No flying for one year
I recently calculated my carbon footprint using the WWF website and received quite a shock when I got my results. Over the past few years I have flown quite a lot to London and other parts of Europe to visit conferences. Needless to say, my carbon footprint was much higher than the European average and insanely high compared to the world average. So I’ve taken it upon myself not to fly for one year, and if possible longer.
More conference calls, online meetings and webinars
As I won’t be flying for quite some time, I’ve made an extra effort to book conference calls with clients, or ensure I only set up meetings with clients that are reachable by a reasonable train journey. The effect so far has been pretty positive as it seems easier to book in a 20 minute conference call with a client than trying to pencil in a face to face meeting. I’ve also saved a huge amount of travel time. So far, the impact on my sales as been minimal. With regard to conferences, I’ll just attend local events in Amsterdam (there are plenty) and catch up on global events online, or sign up to webinars.
Train, Bike or Bus
As a business owner you can encourage your employees to take the Train, Bus or Bike. In Amsterdam a large proportion of people cycle or take the train to work. If you live in a city where cycling is not so easy, encourage staff by buying them a bike and a helmet or subsidise public transport costs. It perplexes me why companies would encourage driving with gas guzzling company car packages but not subsidise public transport.
Encourage flextreme working
#flextreme is a phrase penned by my good friend Pete Clifford who is educating the working world on the benefits of flexible working in the digital age. As a company we only ask staff to work in the office 2 days per week, we call these days “nest days”. This cuts down on a large amount of travel, and we consume less energy as a company, thus cutting down on carbon emissions.
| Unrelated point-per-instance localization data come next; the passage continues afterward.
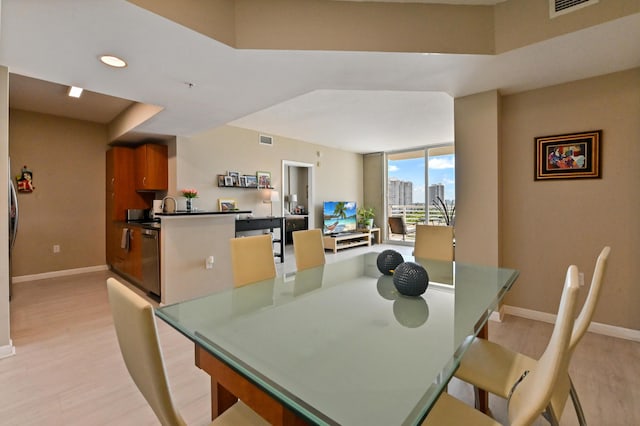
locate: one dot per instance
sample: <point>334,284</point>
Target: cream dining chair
<point>308,248</point>
<point>530,394</point>
<point>138,340</point>
<point>252,259</point>
<point>492,367</point>
<point>434,242</point>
No meat Mondays > Vegan Fridays
Cows. Fart. Full stop. Meat consumption produces an incredible amount of methane and carbon into the atmosphere. Now I am not telling everyone to become vegetarian by any means, but if companies could offer meat free Mondays and Vegan Fridays as part of their menu planning, this would have a positive impact on the environment. Fear not! You can still have a good burger, just get some Beyond Meat burger patties, vegan mayo, baked potato, salad et voila a tasty lunch. We will be encouraging our employees to cut back on meat and dairy on certain days.
Turning it off
In the digital age we have become completely obsessed with our mobile phones, and other electrical devices that fill our offices and homes. Businesses in particular are key offenders for wasting energy. If you go past the business district in Amsterdam at 2 am in the morning, you’ll walk past offices with lights on, computers on, screens on standby, air conditioning left on and iPhones on charge. Why? What a complete waste of energy. This energy has to come from somewhere, and Amsterdam still utilise a huge coal power plant in Hemweg. In office buildings, power is used unnecessarily: we’ll be turning everything off in our office before we leave. Sadly however, bigger business are the worst offenders.
Green ethical supply
In a business it’s always good to check who a company’s suppliers are. Maybe you can find out who supplies the electricity to an office and get this changed over to a 100% green supplier, and even look into the banking provider of a business to choose an ethics driven bank that invests in green industries.
Be green at work now
I hope some of these actions and ideas inspired you to think greener in the workplace. Remember: if you just start taking green actions you will lower your carbon emissions in the work place. And don’t forget that every action, no matter how small it is will lower emissions and make a positive impact on the planet.